Но пока мы болтали с Рике, я позабыла свой сон. Вот беда!
— Ладно, — сказала я себе. — Зато хоть в школе все будет хорошо.
Но вышло совсем наоборот. Учительница объявила:
— Хочу вам задать один вопрос, который должен вас позабавить: как вы считаете, какое во французском языке самое красивое слово? Ну-ка, пораскиньте мозгами!
Позабавить это нас нисколько не позабавило, но нужно было попытаться отыскать такое слово. Кармен Фанту подняла руку первой и крикнула:
— Послушание!
Знаю я ее: она лицемерка; это она сказала, чтобы показать, как сама всегда слушается. Виолетта Петио сказала: «карамель» — потому что обожает их; Тьенетта Жако — «каникулы»; Жаклина Муш — «Рождество»; Мари Коллине — «солнышко»; Люлю Топен — «сны», — наконец, все выбрали, что им нравится больше всего.
— Все это довольно обыденно, — вздохнула мадемуазель Делис. — Посмотрим… Алина, у тебя есть воображение — попробуй-ка отыскать что-нибудь пооригинальнее!
Я сильно загордилась от слов учительницы, что у меня есть воображение, и решила отыскать очень смешное слово. Хотела, чтобы все рассмеялись. Искала, искала… А, нашла! И я крикнула:
— Радикулит!
Успех был неподдельный, и все ученицы смеялись до слез, а вот учительница — нет.
— Не могу поверить, — сказала она, — будто «радикулит» для тебя — самое красивое слово во французском языке!

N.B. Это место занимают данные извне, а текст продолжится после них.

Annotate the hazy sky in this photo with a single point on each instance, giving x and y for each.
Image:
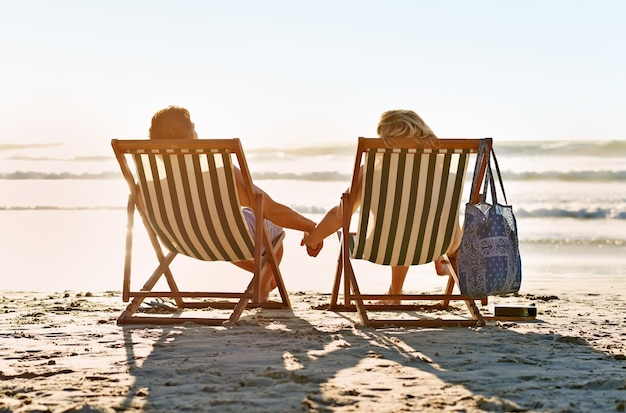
(296, 72)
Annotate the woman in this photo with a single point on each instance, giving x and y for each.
(174, 122)
(394, 125)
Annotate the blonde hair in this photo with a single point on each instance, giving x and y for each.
(173, 122)
(405, 124)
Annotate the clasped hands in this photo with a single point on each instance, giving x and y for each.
(312, 250)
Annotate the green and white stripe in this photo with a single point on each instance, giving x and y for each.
(192, 203)
(410, 204)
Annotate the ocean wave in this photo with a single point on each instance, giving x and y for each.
(520, 213)
(585, 242)
(549, 148)
(581, 213)
(583, 175)
(335, 176)
(62, 208)
(26, 175)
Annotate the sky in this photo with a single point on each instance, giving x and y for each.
(299, 73)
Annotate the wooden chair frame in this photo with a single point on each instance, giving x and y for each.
(249, 298)
(345, 271)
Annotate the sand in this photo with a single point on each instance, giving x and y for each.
(63, 352)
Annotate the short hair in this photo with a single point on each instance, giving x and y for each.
(405, 124)
(173, 122)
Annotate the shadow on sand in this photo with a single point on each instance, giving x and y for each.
(277, 360)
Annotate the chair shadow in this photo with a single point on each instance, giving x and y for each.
(281, 360)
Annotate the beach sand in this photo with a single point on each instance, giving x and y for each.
(63, 352)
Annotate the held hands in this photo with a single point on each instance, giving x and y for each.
(311, 250)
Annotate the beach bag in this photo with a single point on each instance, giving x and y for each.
(489, 262)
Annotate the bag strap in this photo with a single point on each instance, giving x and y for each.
(495, 162)
(485, 154)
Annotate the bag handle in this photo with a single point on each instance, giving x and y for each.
(485, 154)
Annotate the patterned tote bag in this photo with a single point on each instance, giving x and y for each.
(489, 261)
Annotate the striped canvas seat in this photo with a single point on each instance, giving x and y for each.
(186, 195)
(409, 208)
(192, 203)
(410, 204)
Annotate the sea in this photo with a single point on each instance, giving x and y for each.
(63, 214)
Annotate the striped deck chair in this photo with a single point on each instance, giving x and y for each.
(185, 194)
(409, 208)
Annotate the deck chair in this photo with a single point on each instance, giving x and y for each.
(409, 207)
(185, 193)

Я хотела было заспорить, сказать, что и правда очень люблю «радикулит», и что… и что… посреди фразы на меня вдруг напал безудержный смех. Я попробовала подумать о чем-нибудь серьезном, но ничего не вышло — я все смеялась и смеялась.
Мадемуазель Делис показала на коридор:
— Выйдите, барышня, и успокойтесь!
И вот! Я осталась у дверей до самого конца урока, а по поведению мне поставили нолик. Это несправедливо, потому что сначала попросили проявить воображение, а потом за это же и наказали! Я решила рассказать обо всем маме. Она всегда меня понимает! Но мама рассердилась: «Сестра у тебя никогда таких глупостей не говорит!» И не захотела меня поцеловать. Я спряталась за занавеской и долго плакала. Никто меня не любит — вот в чем вся правда. А если я тяжело заболею, чтобы их наказать? Вот так — могу умереть, и будет очень хорошо!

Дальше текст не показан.